Physician. Pierre Tarriet, director of the Banner Alzheimer’s Institute and leader of Colombian research, said some data suggested that patients who received cranezumab performed better than patients who received placebo, but the difference was not statistically significant.
He also said that the drug does not have any safety issues, an important finding because many anti-amyloid therapies, including adduhelm, have caused bleeding or brain swelling in some patients.
Additional data from the study will be presented at the conference in August. Tariot and Reiman noted that the latest results do not include more detailed information about the effects of drugs on proteins and other aspects of Alzheimer’s disease biology from brain scans or blood tests.

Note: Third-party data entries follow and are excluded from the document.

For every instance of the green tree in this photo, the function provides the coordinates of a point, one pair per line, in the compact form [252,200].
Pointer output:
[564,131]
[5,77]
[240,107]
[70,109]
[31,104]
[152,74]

They also did not show an increase in the dose of cranezumab, which researchers began giving patients when they learned more about the drug, Tariot said. He said some patients took the highest dose for two years out of the five to eight years they participated in the clinical trial.
Physician. Francisco Lopera, a Colombian neurologist and other research leader, began working with family members decades ago to help determine if the disease is a genetic form of Alzheimer’s. He said the study convinced him that “prevention is the best way to find a cure for Alzheimer’s disease, even if our results are not good today.”